Wiccans are suing the US Department of Veteran’s Affairs in Wisconsin federal court, claiming that the omission of Wiccan symbols from headstones for deceased veterans violates the First Amendment. The Department currently allows common Christian, Jewish, Islamic, and Buddhist symbols, as well as a few minor religions. The Wiccans would like a pentacle inscribed in a circle for their headstones.

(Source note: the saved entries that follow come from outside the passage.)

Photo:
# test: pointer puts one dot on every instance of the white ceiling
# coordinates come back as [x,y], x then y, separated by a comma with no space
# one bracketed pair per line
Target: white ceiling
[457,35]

Pachyderm quesetion of the day: how is a headstone a Congressional establishment of religion? Of course, this all goes back to the initial error of Barron v. Mayor & City Council of Baltimore (1833), where Justice Marshall declared that the Bill of Rights does not apply to the states. In doing so, he ignored the plain meaning of the Bill of Rights: the First Amendment applies to laws made by Congress and the other amendments give rights to the people (without limitation as to federal or state entity). This would have the effect of allowing states to regulate the potential harm from religion, speech, etc under their “police powers,” thus avoiding the nonsense of Brandenberg/Hess and its ilk. Likewise, it would avoid the nonsense of absurd interpretations of the other amendments, which plainly says that the rights of the people will not be abridged. These problems are only exacerbated with the administrative law decisions which made administrative agencies a fourth branch of government. (We can assume, for this discussion, that the VA is acting in the place of Congress.)
This leaves us with the entanglement of headstones and bereaved widows. If we were to ignore the 1833 debacle, this would not be a federal case: Congress is not establishing a religion via a law. As it is, though, we are leaving the Courts to decide whether or not a headstone is establishing religion and whether the VA is acting appropriately by limiting the headstone decorations that it offers.